As AI continues to evolve, it’s crucial to maintain a balance between embracing its benefits and being aware of potential risks. The future of AI holds immense promise, but it requires responsible development and usage to ensure it benefits society as a whole.
💡 AI Learning Guide: Understanding Large Language Models
Note: I highly recommend Ethan Mollick’s Thinking Like an AI blog post. Most of the content in this part is a summary of that post.
🤖 How Do LLMs Write?
Imagine LLMs as master players of a sophisticated word association game. They’re like incredibly skilled predictors of what comes next in any given text:
- When you write “Today’s weather is…”, the LLM considers multiple possible continuations like “nice,” “terrible,” or “sunny”
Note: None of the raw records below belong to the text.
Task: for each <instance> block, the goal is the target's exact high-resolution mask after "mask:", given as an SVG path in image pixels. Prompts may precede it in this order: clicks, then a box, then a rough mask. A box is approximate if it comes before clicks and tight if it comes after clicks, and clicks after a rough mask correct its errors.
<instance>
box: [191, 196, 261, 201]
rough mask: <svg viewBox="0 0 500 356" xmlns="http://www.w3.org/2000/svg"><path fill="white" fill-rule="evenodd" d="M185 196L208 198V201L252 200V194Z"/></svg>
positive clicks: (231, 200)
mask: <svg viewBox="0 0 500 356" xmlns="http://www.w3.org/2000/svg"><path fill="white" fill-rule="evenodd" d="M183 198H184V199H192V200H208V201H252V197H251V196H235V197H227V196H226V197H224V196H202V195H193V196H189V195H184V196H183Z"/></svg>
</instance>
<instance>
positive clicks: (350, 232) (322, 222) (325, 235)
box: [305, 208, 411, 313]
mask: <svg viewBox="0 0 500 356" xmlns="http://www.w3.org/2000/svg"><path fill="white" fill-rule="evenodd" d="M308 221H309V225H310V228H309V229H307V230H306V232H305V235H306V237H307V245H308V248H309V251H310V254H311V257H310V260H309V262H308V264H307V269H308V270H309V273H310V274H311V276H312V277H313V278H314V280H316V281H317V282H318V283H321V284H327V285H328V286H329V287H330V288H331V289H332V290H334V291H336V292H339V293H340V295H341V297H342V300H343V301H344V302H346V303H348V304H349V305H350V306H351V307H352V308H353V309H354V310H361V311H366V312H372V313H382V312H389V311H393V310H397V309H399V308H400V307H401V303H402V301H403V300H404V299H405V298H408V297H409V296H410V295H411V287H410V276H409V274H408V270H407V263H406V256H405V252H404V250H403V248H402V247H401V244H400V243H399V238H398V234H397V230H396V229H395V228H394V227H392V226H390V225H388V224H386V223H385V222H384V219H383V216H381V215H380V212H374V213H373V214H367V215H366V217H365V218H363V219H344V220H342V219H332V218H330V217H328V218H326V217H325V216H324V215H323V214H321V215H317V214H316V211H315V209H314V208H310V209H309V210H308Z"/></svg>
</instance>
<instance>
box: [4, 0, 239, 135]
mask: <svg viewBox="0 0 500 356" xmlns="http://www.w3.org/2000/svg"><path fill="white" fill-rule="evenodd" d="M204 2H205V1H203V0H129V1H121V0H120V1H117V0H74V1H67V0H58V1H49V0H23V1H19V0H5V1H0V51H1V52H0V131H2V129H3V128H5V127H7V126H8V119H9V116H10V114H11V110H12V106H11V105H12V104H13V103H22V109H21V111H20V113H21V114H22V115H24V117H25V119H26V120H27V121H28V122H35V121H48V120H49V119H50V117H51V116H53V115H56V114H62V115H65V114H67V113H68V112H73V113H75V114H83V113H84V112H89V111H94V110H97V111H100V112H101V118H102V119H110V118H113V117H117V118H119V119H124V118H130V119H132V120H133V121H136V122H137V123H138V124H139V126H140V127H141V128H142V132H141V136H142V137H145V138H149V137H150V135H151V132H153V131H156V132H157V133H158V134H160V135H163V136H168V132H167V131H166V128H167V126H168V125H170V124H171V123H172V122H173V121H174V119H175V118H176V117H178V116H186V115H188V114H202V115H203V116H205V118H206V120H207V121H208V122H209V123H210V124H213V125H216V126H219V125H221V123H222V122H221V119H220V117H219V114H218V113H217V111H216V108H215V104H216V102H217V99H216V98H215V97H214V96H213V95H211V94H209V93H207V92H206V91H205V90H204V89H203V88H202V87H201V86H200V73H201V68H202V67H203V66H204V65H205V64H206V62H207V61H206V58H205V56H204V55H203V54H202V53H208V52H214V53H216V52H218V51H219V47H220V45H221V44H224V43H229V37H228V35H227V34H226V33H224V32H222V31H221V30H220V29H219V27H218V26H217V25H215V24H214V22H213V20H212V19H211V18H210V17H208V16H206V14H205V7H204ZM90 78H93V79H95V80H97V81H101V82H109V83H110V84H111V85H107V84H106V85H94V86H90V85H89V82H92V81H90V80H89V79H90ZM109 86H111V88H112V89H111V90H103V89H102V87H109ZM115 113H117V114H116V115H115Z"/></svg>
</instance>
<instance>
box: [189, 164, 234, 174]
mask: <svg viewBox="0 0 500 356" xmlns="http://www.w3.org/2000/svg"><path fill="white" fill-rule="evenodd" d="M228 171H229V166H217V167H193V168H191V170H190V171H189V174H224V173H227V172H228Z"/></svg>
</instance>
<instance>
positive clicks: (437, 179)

- Each prediction is based on patterns learned from millions of similar phrases
- The model weighs different possibilities before selecting the most appropriate continuation
✏️ How Do LLMs Create Complete Texts?
Think of an LLM as a storyteller crafting a narrative one word at a time:
- Each word is carefully chosen based on all the previous words, creating a coherent flow
- Changes in earlier content can dramatically alter the direction of the text
- This sequential process explains why asking the same question multiple times might yield different responses
- The model maintains context awareness throughout the generation process
📚 Where Do LLMs Get Their Knowledge?
Picture LLMs as voracious readers who have absorbed information from vast libraries of content:
- 📱 Web Articles: From news sites, blogs, educational platforms, and online forums
- 📖 Books and Magazines: Including literature, textbooks, and specialized publications
- 🔬 Scientific Research: Academic papers, research publications, and technical documentation
- The model processes and interconnects this knowledge to provide informed responses
🧠 How Long is an LLM’s Memory?
LLMs have memory limitations similar to human short-term memory:
- 🆕 Each conversation starts fresh - like waking up with no memory of previous chats
- 💭 They can only work with information provided in the current conversation
- ⚠️ Content beyond their context window is inaccessible during the interaction
LLM Model | Context Window (Memory Length) | Equivalent To |
---|---|---|
GPT-4 | 128K tokens | 📚 ~300 pages |
Claude 3.5 | 200K tokens | 📚 ~500 pages |
Gemini 1.5 | 2M tokens | 📚 ~5000 pages |
💡 How Can We Better Work with LLMs?
Practical tips and future possibilities:
Current Best Practices:
- 🔄 If the LLM gets stuck or confused, don’t hesitate to restart the conversation
- 🎨 Experiment with different prompting styles to encourage more creative and precise responses
- ⚖️ Remember that LLMs have limitations - they’re tools, not omniscient beings
- 👋 Practice regularly to develop your prompting skills and understanding of the model’s capabilities
Looking to the Future:
- 📈 Context windows will continue to expand, allowing for longer conversations and more complex tasks
- 🤝 Future models may better understand and remember user preferences across sessions
- ♾️ Enhanced capabilities in mathematics, programming, and logical reasoning
📖 Recommended Reading: Thinking Like an AI by Ethan Mollick
⌛ Master AI in 10 Hours
I quite like the following quote from Ethan Mollick:
The most effective way to understand AI is through hands-on experience. For about 10 hours, immerse yourself in experimenting with AI—try out tasks you typically do for work or fun, explore its quirks, and ask it unexpected questions. This practical exposure will teach you far more than reading articles alone. Through this, you’ll gain an in-depth understanding of AI’s strengths and limitations, potentially uncovering surprising insights along the way.
💭 What’s Next?
What would you like AI to do for you? I think by using AI in our daily life in a productive and ethical way, or at least by understanding their strength and limitations, we the users can also influence the future.